Julia Koppich, an independent consultant who specializes in labor management relations, said she found the letter unusual.
“How can they not pay them for work they do?” she said. Unless a contract specifies otherwise, she said, “past practice is just that. It’s what we have typically done, not what the law or the contract obliges us to do.”
The letter began widely circulating on social media Wednesday night, drawing comments from figures such as state Sen. Karla Bigham, DFL-Cottage Grove, and Education Minnesota President Denise Specht.
“I stand with @UTSWCSchools ! They deserve a contract and respect from the administration!” Bigham tweeted Thursday.
She also retweeted Specht’s comment: “This letter from the superintendent of @ISD833 is threatening and just plain wrong. Shame on @SuperOffice833 for saying unpaid overtime is expected and precedent setting. What he’s saying here is contractual hours don’t matter.”
In a statement ahead of public comment, Jacobus apologized that teachers felt unvalued.
“There are legal responsibilities and official notices that often occur during contract negotiations, including my letter to union leadership regarding work-to-rule. If there is an issue in our district where I am concerned about how it could impact our students or families, I believe it is appropriate and expected that I would communicate these concerns. In no way does this process take away from the value we place on our teachers,” he said. “I am sorry we are in a discussion where it feels like you are unvalued,” he added.
During public comment, teachers emphasized the amount of work they do outside of school hours and the urgency to settle the contract.

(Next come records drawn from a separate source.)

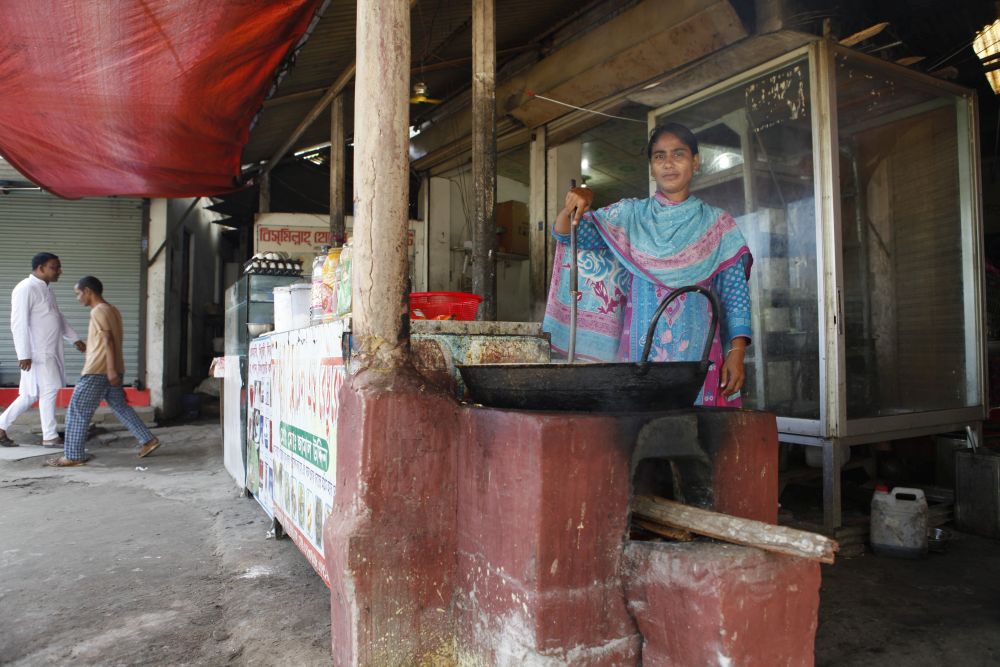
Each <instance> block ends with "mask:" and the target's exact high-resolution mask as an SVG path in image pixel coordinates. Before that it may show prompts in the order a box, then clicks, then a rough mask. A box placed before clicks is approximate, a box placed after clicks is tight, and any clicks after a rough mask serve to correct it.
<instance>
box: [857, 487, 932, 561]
mask: <svg viewBox="0 0 1000 667" xmlns="http://www.w3.org/2000/svg"><path fill="white" fill-rule="evenodd" d="M870 541H871V545H872V550H873V551H874V552H875V553H876V554H878V555H879V556H895V557H897V558H923V557H924V556H926V555H927V498H925V497H924V492H923V491H922V490H921V489H911V488H908V487H904V486H897V487H896V488H894V489H893V490H892V491H889V490H888V488H887V487H885V486H883V485H879V486H877V487H876V488H875V495H873V496H872V514H871V534H870Z"/></svg>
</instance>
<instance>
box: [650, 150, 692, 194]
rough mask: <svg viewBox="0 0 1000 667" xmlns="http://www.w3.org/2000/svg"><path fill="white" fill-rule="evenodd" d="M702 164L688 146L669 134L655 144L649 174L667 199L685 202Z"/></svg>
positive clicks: (661, 191)
mask: <svg viewBox="0 0 1000 667" xmlns="http://www.w3.org/2000/svg"><path fill="white" fill-rule="evenodd" d="M700 163H701V158H700V157H699V156H697V155H693V154H692V153H691V149H690V148H688V146H687V144H685V143H684V142H683V141H681V140H680V139H678V138H677V137H676V136H674V135H673V134H670V133H667V134H663V135H660V137H659V138H658V139H657V140H656V143H655V144H653V156H652V157H651V158H650V160H649V173H650V174H652V176H653V180H655V181H656V189H657V190H659V191H660V193H661V194H663V195H664V196H665V197H666V198H667V199H669V200H670V201H684V200H685V199H687V198H688V195H689V194H690V193H691V177H692V176H694V172H695V171H697V169H698V165H699V164H700Z"/></svg>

“For one of us to give just five minutes of assessment time to 175 students takes over fourteen and a half hours. This does not come out of our time before and after school, when we are instead in meetings or engaged in the enjoyable work of helping our students,” said Adam Hayes, a teacher at East Ridge High School. “In the letter … Drs. Jacobus and Witherspoon lay claim to that time not as a gift, but as an obligation under penalty of the loss of our jobs or our union. So it is this I must ask this school board: when your employees Drs. Jacobus and Witherspoon state that teachers ‘must put in the time that is necessary to fulfill all our job duties,’ who will determine what constitutes enough?"